The MSCI global share market index has had a volatile ride in 2022, falling 13.8% from its highs before rebounding 10.0% as at close of business on the 4th of April. What has driven this volatility? The initial weakness was driven in part from a sharp turnaround in policy direction from central banks to focus upon tackling inflation. This led markets to price in higher interest rates. In NZ and the US market pricing is for cash rates to rise 1.9% and 2.3% over the next year to 2.9% and 2.6% respectively. This has the impact of making shares less attractive on a relative basis and in time slowing growth and therefore company profits – a clear negative for share markets. The fall in shares was compounded by uncertainty around the Ukraine war and the resulting large increase in energy prices. Higher energy prices are effectively a tax on consumers and are likely to lead to slower growth and higher inflation.
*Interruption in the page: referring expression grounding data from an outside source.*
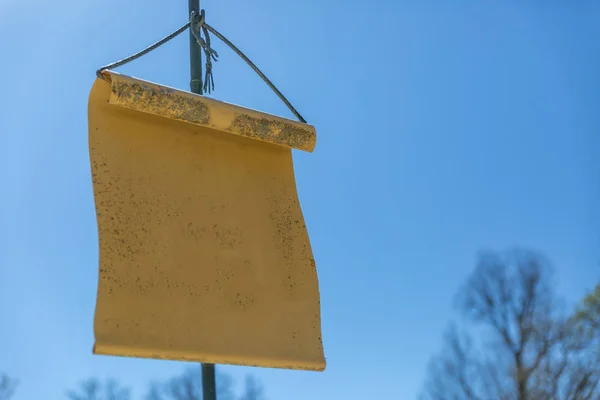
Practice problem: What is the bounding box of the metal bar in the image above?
[202,363,217,400]
[189,0,203,94]
[189,5,216,398]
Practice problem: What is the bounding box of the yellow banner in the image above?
[88,71,325,371]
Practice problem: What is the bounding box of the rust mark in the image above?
[111,80,210,125]
[229,113,315,151]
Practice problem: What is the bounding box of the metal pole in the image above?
[189,6,216,399]
[202,362,217,400]
[189,0,203,94]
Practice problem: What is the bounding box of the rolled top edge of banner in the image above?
[96,71,317,153]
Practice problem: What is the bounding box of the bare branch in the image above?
[422,324,487,400]
[66,378,131,400]
[0,375,17,400]
[144,382,164,400]
[239,375,265,400]
[144,367,238,400]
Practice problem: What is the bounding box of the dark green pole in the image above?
[189,5,216,399]
[202,362,217,400]
[189,0,203,94]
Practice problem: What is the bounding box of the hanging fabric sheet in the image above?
[88,71,325,371]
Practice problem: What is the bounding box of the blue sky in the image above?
[1,1,599,399]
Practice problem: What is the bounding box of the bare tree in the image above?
[67,378,131,400]
[0,374,17,400]
[420,248,600,400]
[67,368,267,400]
[145,382,163,400]
[238,375,265,400]
[144,367,235,400]
[144,368,268,400]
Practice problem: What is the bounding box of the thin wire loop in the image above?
[96,11,307,123]
[96,22,190,79]
[200,20,306,123]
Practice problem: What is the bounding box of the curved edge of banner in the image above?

What is more difficult to explain is the recent sharp rebound in global share markets and company valuations against what remains a highly uncertain backdrop. Generally, in times of uncertainty, investors demand higher returns and therefore lower valuations. Part of the rally in share markets we suspect has been due to strong demand from retail investors who are more focused upon strong historic returns and market momentum and less on valuation and future returns prospects. The valuation of the MSCI global growth share market index, often favoured by retail investors, remains high. However, the valuation of the global value market index which includes less exciting companies, such as banks and energy companies, remains around long-term averages.

MSCI World Value versus Growth P/E multiples

Source: MSCI –

At Milford we continue to believe that this valuation dispersion creates a good environment for company selection and added value. We continue to focus upon those companies which are benefiting from the current environment and are attractively valued. This includes the agricultural equipment manufacturers; John Deere, Agco (maker of Massey Fergusson) and CNHI (maker of Case and New Holland). Agricultural commodity prices such as wheat have risen approximately 33% year to date as the market looks to diversify supply away from Russia and Ukraine. So whilst we remain cautious on the broader outlook for share markets, there remains plenty of companies that we believe offer good medium-term risk adjusted return prospects.